Auch die heutige Antwort, einen gedachten dritten hinzuzuziehen passt grundsätzlich, da dies der Anschaulichkeit dient. Bei der abschließenden Bewertung jedoch scheint mir die kleinste der drei Personen etwas vergessen worden zu sein. Möchte denn diese tatsächlich beanspruchen, dass einer, der lediglich von Wuchs größer ist, schlechter sieht? Müssen sich am Ende alle hinter die kleinste Person stellen? Was, wenn diese gar nicht vorne stehen will? Vielleicht ist sie so klein, dass sie ein paar Schritte zurücktreten muss, um einigermaßen auf die Bühne hinauf sehen zu können. Was, wenn eine sehr große Person einen sehr kleinen Partner hat? Dann hat die kleine echt Pech mit der großen…

Müsste schließlich in dem Dreipersonenbeispiel nicht unser 1,92 Mann als durchschnittsgroßer die Norm bilden und hätte freie Platzwahl?

Oder anders gefragt, darf die bloße Körpergröße, jemandem zum Nachteil gereichen? Unabhängig davon, ob er groß oder klein ist.

Die Diskussion dürfte uferlos werden, wenn wir eine konkrete Lösung anstreben. Denn ab welcher Körpergröße gilt man als groß und muss sich der Regel unterwerfen. Welche ist die Normalgröße? Wieviele Meter weiter hinten muss ich pro Zentimeter den ich die Normgröße überrage stehen?

Damit sollte meines Erachtens deutlich geworden sein, dass die „entweder oder“-Lösung sehr hart ist und vielleicht so nicht erforderlich.

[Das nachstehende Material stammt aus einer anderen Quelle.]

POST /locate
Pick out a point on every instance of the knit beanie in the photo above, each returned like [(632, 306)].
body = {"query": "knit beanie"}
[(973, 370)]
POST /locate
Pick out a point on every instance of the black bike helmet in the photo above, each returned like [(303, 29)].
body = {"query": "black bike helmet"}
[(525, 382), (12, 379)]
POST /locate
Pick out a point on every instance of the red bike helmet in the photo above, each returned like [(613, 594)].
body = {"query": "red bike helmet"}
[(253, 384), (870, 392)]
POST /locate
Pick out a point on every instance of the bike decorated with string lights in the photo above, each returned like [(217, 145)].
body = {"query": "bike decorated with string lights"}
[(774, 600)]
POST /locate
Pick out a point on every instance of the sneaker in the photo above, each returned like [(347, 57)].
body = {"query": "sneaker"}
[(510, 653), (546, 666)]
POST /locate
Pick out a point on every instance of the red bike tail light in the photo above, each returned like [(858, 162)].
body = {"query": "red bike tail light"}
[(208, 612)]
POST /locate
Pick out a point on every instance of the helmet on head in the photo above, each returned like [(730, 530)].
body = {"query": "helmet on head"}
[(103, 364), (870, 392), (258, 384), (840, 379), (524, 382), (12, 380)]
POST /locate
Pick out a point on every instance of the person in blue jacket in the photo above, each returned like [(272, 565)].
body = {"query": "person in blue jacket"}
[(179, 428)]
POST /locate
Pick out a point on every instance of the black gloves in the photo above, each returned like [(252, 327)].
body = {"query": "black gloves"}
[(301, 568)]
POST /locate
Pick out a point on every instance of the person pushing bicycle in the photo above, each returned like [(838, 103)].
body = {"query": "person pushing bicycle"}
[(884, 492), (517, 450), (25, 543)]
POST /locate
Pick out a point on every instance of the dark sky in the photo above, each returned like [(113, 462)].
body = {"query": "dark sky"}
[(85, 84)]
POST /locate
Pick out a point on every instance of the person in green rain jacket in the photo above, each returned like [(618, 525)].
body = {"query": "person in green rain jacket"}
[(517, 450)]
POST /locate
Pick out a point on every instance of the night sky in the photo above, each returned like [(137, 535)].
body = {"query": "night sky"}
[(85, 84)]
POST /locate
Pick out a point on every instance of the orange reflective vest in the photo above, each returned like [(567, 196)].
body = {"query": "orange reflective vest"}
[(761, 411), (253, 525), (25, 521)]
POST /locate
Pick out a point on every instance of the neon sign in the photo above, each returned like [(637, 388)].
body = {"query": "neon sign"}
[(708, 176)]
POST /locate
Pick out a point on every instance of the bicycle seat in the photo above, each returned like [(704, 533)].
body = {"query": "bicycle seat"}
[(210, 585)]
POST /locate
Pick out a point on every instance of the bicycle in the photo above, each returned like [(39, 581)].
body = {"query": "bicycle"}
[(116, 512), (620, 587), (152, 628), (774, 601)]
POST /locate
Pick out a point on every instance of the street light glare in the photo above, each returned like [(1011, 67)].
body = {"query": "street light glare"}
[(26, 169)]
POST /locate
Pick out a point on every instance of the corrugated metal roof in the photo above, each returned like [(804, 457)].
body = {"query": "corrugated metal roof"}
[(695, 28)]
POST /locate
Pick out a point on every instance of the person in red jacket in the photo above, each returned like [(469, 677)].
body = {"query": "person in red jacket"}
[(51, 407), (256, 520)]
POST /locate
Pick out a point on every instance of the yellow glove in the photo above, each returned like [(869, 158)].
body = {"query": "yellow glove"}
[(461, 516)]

Zur Vermittlung möchte ich folgendes skizzieren.
Leute mit stark sichtbehinderndem Körperbau oder Haupthaar wissen dies und sollten sich mit Augenmaß eingliedern. Nicht etwa als letzte kommen und sich mittenrein stellen! Vielleicht auch nicht in die Mitte der ersten Reihe, auch wenn sie zuerst da sind. Aber irgendwann ist auch Schluss und wenn noch fünf kleine Personen kurz vor Konzertbeginn erscheinen.
Im Übrigen bewegt sich ja so eine Menge während des Konzertes auch, dann kann man kleinere Leute auch mal vor sich lassen, auch wenn man dadurch 30 Zentimeter weiter nach hinten muss.
Hier hängt vieles von den konkreten Umständen ab.
Wer dies Augenmaß jedoch absolut nicht besitzt, der stelle sich nur vor, was er täte, wenn quasi er selbst vor sich stünde, beziehungsweise sich vor sich gestellt hätte, als er sich hinstellte. Welche Handlungsalternativen blieben ihm dann?
So gesehen ist der Kunstgriff Richard M. Hare bei diesem allemal schwer zu fassenden Beispiel Stehkonzert, wohl als ultima ratio, nicht als Patentlösung anzusehen.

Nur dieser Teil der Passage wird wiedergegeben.